The answer, of course, is containment — a strategy that worked quite well against Russia in the Cold War (though a point to which the Vietnamese, Cambodians, Afghanis, Angolans, and victims of other proxy wars might take umbrage).  As George Friedman of Stratfor frequently points out, the US often relies on imbalance and friction to maintain its dominance in contested regions.  Hence the positioning of 30,000 troops in South Korea since the 1950s, or the ongoing ‘Dragoon Rides’ of US armored units throughout Eastern Europe — not nearly enough commitment to matter in a conventional war, but just enough to force your enemy to expend resources (or discourage them from doing so) in dealing with the imbalance.  The end result is that the status quo is maintained.

The US is now engaged in a wholesale campaign of economic containment with respect to China.  Why else would President Obama have traveled to Myanmar in 2010 – and made a second trip last year – when the country has been a pariah state since the 1960s?  Or why has it pressuring its trading partners to exclude China from the Trans-Pacific Partnership — a regional economic bloc that excludes what is now the world’s largest economy?  Let’s be honest and re-brand the TPP as the ABCC (the “Anyone But China Club”).

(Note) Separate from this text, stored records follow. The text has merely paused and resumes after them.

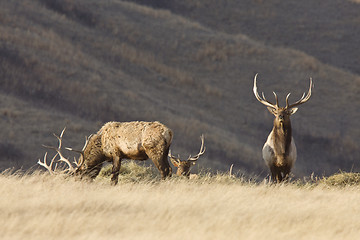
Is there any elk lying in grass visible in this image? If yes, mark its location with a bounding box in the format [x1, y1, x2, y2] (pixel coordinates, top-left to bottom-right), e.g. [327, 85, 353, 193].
[169, 135, 206, 178]
[38, 122, 173, 184]
[253, 74, 313, 182]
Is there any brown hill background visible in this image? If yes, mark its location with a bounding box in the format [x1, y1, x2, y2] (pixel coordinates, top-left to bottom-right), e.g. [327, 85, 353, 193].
[0, 0, 360, 177]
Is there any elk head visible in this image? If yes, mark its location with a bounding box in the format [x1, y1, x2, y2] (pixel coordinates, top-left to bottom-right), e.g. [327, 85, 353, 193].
[253, 74, 313, 128]
[37, 128, 91, 175]
[168, 135, 206, 177]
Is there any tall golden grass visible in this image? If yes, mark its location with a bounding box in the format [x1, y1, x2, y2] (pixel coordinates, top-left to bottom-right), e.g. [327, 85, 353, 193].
[0, 164, 360, 240]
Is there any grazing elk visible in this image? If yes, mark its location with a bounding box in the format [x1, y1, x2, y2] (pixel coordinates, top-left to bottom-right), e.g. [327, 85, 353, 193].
[169, 135, 206, 178]
[253, 74, 313, 182]
[38, 122, 173, 184]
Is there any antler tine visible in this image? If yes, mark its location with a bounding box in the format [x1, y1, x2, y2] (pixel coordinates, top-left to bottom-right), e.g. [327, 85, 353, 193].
[253, 73, 279, 109]
[39, 127, 75, 173]
[168, 150, 181, 163]
[187, 134, 206, 161]
[286, 78, 313, 109]
[65, 134, 94, 167]
[37, 152, 58, 175]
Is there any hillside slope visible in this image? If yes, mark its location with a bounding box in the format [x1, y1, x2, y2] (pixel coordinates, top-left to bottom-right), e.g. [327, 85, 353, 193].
[0, 0, 360, 176]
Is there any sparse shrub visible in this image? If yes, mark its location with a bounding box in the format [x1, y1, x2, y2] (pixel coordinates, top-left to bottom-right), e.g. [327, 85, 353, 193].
[320, 172, 360, 187]
[96, 161, 160, 183]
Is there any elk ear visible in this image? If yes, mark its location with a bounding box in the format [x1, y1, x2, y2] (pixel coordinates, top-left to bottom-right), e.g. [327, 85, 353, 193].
[289, 108, 298, 115]
[170, 157, 179, 167]
[267, 107, 276, 115]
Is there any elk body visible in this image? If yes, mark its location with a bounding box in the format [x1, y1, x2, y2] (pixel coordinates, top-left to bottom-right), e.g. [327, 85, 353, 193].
[253, 74, 313, 182]
[38, 122, 173, 184]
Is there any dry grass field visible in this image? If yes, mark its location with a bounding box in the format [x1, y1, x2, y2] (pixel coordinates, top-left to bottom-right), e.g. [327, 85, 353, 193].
[0, 162, 360, 240]
[0, 0, 360, 178]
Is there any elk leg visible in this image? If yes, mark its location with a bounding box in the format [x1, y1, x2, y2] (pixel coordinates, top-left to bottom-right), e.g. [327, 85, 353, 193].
[111, 156, 121, 185]
[270, 166, 282, 183]
[284, 167, 290, 181]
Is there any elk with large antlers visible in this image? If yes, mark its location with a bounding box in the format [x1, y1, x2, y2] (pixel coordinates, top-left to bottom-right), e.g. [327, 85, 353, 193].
[253, 74, 313, 182]
[169, 135, 206, 178]
[38, 122, 173, 184]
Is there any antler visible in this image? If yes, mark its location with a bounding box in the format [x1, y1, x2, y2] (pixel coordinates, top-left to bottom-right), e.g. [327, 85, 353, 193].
[38, 127, 76, 174]
[168, 135, 206, 164]
[65, 134, 94, 168]
[253, 73, 279, 109]
[285, 78, 314, 109]
[187, 135, 206, 161]
[37, 152, 58, 175]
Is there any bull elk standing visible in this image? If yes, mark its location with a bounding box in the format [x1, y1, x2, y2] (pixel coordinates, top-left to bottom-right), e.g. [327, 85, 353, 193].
[169, 135, 205, 178]
[253, 74, 313, 182]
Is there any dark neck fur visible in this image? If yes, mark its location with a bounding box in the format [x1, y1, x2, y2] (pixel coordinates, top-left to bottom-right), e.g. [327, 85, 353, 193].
[273, 120, 292, 157]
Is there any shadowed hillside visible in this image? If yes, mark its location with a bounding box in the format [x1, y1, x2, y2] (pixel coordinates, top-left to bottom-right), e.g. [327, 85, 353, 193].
[0, 0, 360, 176]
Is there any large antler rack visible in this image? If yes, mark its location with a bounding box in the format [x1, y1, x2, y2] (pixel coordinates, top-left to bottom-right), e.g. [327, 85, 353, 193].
[37, 127, 81, 175]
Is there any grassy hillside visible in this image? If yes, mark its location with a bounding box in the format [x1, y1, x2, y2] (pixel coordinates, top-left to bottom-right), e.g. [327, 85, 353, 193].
[0, 165, 360, 240]
[0, 0, 360, 176]
[132, 0, 360, 74]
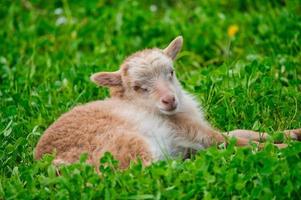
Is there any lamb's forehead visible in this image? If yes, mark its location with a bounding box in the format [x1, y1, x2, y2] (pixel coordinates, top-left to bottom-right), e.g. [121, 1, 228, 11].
[123, 49, 173, 76]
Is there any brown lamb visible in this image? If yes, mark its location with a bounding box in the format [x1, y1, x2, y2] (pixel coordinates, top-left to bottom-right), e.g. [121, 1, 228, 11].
[35, 36, 301, 168]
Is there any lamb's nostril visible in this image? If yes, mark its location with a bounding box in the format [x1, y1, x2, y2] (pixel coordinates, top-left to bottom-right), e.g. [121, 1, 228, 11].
[161, 96, 176, 106]
[161, 99, 169, 104]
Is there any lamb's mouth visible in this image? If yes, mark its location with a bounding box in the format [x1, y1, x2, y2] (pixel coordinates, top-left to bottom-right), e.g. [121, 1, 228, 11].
[159, 106, 178, 115]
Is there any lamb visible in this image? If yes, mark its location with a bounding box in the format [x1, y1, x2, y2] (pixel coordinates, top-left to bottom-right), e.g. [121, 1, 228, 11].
[35, 36, 301, 169]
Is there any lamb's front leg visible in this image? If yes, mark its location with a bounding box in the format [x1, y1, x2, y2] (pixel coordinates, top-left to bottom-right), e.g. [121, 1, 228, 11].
[172, 114, 286, 149]
[224, 128, 301, 141]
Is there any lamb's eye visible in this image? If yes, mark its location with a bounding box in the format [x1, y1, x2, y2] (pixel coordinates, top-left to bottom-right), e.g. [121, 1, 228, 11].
[133, 85, 148, 92]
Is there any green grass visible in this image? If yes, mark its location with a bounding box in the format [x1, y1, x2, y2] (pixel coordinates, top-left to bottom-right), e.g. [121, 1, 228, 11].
[0, 0, 301, 199]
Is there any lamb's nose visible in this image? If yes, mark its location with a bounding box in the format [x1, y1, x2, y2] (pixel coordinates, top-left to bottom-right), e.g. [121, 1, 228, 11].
[161, 95, 176, 108]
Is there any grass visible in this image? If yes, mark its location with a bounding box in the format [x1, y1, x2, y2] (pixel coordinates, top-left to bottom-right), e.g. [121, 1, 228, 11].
[0, 0, 301, 199]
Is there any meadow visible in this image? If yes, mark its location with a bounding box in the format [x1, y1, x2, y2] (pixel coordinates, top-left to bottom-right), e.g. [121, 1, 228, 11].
[0, 0, 301, 199]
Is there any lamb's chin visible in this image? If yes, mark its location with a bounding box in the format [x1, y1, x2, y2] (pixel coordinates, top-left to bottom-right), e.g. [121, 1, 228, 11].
[159, 108, 178, 115]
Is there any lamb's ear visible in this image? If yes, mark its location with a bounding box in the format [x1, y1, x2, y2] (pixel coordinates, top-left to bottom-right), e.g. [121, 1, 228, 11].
[90, 71, 122, 87]
[163, 36, 183, 60]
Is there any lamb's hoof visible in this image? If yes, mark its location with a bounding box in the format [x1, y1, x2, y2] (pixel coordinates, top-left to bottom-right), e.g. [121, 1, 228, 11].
[274, 143, 288, 149]
[285, 128, 301, 141]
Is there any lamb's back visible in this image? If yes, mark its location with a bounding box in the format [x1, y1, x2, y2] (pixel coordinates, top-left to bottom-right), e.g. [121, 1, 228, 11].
[35, 100, 134, 162]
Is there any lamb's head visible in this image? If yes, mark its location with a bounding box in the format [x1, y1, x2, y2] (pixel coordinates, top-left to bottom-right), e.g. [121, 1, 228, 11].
[91, 36, 183, 115]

How America Wants to Check China's Expansion

Source: Gruppo Editoriale L’Espresso
.

The containment strategy generally worked in the Cold War, when the US eventually forced the Soviet Union to spend itself into oblivion.  What is markedly different today, as we have just seen with the AIIB’s resounding success, is a slow but gradual erosion of American influence as its friends realize that their interests are best served by maintaining good relations with both of today’s leading economies.

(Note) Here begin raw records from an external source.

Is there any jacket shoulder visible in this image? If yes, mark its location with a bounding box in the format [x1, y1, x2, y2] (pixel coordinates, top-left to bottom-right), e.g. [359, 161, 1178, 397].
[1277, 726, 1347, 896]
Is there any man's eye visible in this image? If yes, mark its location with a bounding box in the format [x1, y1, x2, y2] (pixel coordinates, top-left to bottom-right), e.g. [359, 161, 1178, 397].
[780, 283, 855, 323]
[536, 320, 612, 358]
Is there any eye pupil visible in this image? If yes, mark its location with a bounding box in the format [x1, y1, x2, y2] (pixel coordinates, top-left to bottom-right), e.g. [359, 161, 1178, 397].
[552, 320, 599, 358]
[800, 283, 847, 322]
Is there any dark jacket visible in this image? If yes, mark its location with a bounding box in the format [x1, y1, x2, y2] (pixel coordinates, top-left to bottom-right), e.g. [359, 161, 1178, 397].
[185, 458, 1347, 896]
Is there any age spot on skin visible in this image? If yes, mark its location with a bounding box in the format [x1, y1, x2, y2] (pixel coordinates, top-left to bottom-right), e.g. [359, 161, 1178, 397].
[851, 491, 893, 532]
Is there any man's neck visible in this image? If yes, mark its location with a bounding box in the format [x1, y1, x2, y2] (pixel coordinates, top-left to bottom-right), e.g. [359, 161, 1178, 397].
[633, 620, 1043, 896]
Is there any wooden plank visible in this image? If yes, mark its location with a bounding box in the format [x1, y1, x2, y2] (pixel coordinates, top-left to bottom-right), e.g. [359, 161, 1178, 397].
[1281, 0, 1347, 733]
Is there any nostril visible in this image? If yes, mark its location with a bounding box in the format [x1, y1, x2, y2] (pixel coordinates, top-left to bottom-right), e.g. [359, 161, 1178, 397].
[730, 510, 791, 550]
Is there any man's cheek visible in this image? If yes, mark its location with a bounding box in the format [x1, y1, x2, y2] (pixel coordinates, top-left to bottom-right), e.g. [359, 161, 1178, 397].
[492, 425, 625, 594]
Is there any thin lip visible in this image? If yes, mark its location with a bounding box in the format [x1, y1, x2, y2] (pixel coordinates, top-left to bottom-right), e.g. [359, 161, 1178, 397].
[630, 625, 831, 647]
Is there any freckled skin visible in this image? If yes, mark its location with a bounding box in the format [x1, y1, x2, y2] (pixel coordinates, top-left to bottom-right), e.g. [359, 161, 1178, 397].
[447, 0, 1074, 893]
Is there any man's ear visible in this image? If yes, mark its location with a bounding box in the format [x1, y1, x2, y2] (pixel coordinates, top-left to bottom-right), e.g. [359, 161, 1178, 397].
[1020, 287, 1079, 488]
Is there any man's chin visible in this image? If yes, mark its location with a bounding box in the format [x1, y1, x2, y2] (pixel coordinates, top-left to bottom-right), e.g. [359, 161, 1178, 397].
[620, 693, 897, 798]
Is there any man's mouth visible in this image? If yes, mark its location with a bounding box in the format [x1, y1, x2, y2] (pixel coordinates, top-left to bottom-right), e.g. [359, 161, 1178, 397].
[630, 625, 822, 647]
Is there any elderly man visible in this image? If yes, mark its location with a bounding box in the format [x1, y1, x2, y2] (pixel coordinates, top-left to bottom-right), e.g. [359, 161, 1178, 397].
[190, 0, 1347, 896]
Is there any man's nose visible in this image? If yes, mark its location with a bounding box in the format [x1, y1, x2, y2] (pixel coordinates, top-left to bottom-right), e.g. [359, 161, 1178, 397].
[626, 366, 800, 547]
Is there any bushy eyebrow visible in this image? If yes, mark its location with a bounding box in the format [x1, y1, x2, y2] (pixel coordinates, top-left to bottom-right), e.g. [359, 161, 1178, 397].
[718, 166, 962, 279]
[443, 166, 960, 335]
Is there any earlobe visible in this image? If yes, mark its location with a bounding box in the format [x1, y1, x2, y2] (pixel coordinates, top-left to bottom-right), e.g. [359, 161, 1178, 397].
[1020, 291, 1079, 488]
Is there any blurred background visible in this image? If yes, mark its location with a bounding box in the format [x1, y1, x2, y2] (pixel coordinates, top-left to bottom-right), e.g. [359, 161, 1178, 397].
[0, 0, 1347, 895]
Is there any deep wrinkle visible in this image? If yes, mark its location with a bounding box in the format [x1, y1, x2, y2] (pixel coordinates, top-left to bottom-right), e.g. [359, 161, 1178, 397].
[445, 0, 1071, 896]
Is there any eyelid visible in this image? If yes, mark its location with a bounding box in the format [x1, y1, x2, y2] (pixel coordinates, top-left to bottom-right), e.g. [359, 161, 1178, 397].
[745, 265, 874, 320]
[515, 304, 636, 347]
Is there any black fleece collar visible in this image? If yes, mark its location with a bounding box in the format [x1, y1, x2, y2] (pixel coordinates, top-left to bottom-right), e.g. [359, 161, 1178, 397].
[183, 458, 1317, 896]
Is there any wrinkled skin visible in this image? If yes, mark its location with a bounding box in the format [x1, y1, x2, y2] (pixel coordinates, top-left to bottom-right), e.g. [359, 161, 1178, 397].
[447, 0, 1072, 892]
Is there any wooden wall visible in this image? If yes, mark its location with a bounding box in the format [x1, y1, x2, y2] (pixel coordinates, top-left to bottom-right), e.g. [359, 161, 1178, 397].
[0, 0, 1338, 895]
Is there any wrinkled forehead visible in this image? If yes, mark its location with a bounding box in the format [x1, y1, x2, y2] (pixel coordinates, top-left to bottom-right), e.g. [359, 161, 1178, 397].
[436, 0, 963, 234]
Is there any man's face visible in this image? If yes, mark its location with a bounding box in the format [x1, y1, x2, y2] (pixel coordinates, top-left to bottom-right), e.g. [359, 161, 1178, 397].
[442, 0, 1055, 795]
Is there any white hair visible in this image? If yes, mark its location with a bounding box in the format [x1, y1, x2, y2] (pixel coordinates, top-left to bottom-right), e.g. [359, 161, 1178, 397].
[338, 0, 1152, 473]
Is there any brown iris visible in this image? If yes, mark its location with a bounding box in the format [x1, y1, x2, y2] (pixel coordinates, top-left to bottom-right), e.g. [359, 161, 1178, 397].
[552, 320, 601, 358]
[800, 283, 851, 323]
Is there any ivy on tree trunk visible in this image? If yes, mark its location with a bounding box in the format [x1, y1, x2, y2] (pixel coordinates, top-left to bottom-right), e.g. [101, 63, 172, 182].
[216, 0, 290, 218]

The high response rate to the AIIB’s membership drive is another indicator that the rest of the world is actively seeking alternatives to US leadership in the global financial system.  This should come as no surprise — Washington has abused its status as owner of the world’s reserve currency for decades.  When President Nixon unilaterally dropped the gold standard in 1971, thereby exporting dollar inflation around the world, his Treasury Secretary John Connally infamously told the world “It’s our currency, but it’s your problem.”  At the time Connally knew that America’s trading partners had no alternative.  The difference between then and now, of course, is that the US economy’s share of global GDP has dropped by over 20% as the rest of the world catches up, and its stability is much less certain as its liabilities, as a percentage of GDP, are now higher than at any point since World War II.

From the introduction of FATCA – the most onerous and arrogant tax enforcement system ever devised – to the weaponization of the dollar as a tool against its adversaries, the US government is practically encouraging other nations to develop those alternatives.  Recent attempts by the UK government to deny Russia access to the (supposedly non-partisan) global SWIFT network will only accelerate this trend.

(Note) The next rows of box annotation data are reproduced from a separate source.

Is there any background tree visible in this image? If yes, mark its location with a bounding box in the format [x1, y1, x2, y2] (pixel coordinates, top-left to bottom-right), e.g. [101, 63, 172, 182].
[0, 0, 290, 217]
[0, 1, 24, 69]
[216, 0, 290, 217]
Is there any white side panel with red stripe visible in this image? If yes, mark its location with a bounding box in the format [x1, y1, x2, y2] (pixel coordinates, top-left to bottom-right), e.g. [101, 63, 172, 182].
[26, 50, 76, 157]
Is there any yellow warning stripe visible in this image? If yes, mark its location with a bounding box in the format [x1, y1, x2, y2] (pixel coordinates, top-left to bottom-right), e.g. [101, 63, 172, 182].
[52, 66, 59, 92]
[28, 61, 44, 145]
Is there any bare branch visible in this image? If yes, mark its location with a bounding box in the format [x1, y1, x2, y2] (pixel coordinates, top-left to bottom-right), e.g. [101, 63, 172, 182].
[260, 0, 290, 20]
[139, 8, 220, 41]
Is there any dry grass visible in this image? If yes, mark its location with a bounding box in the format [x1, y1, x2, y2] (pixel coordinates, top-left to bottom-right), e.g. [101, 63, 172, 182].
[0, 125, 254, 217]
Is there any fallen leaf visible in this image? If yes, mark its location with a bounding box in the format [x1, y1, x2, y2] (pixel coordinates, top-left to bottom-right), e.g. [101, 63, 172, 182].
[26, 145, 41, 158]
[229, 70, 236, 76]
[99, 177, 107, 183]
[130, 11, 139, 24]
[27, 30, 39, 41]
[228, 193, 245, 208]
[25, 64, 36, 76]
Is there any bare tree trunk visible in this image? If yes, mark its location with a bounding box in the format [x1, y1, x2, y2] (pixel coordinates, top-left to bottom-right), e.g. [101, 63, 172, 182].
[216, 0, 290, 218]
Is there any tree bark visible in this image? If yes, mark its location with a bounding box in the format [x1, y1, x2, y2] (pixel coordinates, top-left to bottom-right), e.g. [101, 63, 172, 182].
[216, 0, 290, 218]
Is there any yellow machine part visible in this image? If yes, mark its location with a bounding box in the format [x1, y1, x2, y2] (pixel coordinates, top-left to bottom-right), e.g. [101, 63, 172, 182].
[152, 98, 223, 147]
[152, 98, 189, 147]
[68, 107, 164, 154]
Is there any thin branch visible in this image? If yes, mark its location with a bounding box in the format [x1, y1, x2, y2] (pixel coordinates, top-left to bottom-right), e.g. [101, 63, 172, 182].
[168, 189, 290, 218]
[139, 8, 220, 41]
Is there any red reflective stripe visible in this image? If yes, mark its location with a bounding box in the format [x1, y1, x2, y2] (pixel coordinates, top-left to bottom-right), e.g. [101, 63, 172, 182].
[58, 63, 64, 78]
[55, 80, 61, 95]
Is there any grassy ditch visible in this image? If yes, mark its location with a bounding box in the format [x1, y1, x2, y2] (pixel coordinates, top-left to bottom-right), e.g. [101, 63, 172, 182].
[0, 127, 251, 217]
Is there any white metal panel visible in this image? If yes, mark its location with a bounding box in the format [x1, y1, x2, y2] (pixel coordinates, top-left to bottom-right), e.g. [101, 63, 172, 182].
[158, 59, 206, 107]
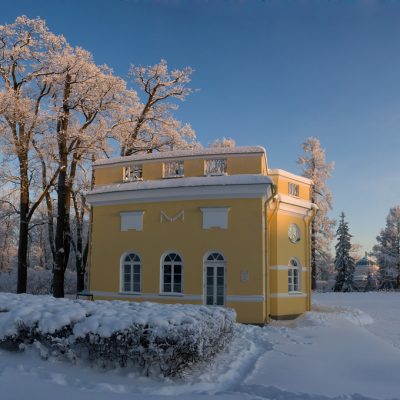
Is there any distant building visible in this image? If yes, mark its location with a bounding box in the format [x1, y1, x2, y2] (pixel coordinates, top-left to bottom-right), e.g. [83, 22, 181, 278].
[354, 252, 379, 289]
[88, 146, 316, 324]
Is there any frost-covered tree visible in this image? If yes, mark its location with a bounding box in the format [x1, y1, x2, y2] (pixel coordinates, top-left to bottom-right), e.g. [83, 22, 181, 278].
[0, 16, 65, 293]
[118, 60, 196, 156]
[333, 212, 355, 292]
[373, 206, 400, 289]
[46, 46, 130, 297]
[297, 137, 335, 289]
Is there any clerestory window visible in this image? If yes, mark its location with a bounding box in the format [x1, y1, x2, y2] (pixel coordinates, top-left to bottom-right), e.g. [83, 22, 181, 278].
[205, 158, 226, 175]
[164, 161, 184, 178]
[288, 182, 299, 197]
[123, 164, 143, 182]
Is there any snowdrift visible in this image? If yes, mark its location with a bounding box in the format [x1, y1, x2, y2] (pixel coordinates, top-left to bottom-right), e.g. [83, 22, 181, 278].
[0, 293, 236, 376]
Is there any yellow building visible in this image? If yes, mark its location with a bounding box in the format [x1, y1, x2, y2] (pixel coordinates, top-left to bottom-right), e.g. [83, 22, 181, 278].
[88, 146, 315, 324]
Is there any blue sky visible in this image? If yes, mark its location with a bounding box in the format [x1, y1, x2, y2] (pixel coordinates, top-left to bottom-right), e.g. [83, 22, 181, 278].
[0, 0, 400, 250]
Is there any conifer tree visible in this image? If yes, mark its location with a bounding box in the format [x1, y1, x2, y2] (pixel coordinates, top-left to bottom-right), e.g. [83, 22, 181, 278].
[334, 212, 355, 292]
[297, 137, 335, 289]
[374, 206, 400, 289]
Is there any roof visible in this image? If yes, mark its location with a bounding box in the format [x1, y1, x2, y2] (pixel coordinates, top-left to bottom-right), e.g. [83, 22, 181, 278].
[268, 169, 313, 185]
[88, 174, 272, 195]
[93, 146, 266, 168]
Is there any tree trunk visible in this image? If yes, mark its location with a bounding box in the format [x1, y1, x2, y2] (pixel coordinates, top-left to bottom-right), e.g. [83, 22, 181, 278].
[17, 156, 29, 293]
[53, 74, 71, 297]
[311, 220, 317, 290]
[53, 160, 67, 297]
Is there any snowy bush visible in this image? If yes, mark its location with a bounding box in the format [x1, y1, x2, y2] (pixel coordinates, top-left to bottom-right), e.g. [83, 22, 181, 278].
[0, 268, 76, 294]
[0, 293, 236, 376]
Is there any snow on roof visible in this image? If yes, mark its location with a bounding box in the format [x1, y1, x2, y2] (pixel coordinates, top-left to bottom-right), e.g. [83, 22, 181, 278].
[93, 146, 266, 167]
[268, 168, 313, 185]
[88, 174, 272, 195]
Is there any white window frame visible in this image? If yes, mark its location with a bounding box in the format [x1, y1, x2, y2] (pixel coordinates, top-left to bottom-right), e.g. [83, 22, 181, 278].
[119, 211, 144, 232]
[288, 182, 300, 197]
[200, 207, 230, 229]
[163, 160, 184, 178]
[122, 164, 143, 182]
[119, 250, 142, 294]
[203, 250, 227, 307]
[204, 158, 228, 176]
[160, 250, 184, 296]
[288, 258, 302, 293]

For the moment, DC policymakers are content to maintain the status quo of unabated money printing and “take it or leave it” burdens like FATCA.  It’s important to remember, though, that the rest of the world does not channel their frustration like Americans do — the Chinese will not scream incoherently and vent their rage via Twitter hate-rants.  They will do what they are already doing exceedingly well, which is to play the long game.  Beijing will continue to smile and work within the confines of the American-led financial system, while introducing gradual but unmistakable initiatives that continue to chip away at dollar market share.

Whether it’s direct convertibility for cross-border FX into renminbi, enormous trade deals that bypass the dollar system, or the launching of a development bank that does not require US leadership, the end of US financial leadership is in its early days — but the trend is unmistakable.  In the absence of dramatic policy changes from Washington, embarrassments like the AIIB debacle are only just beginning.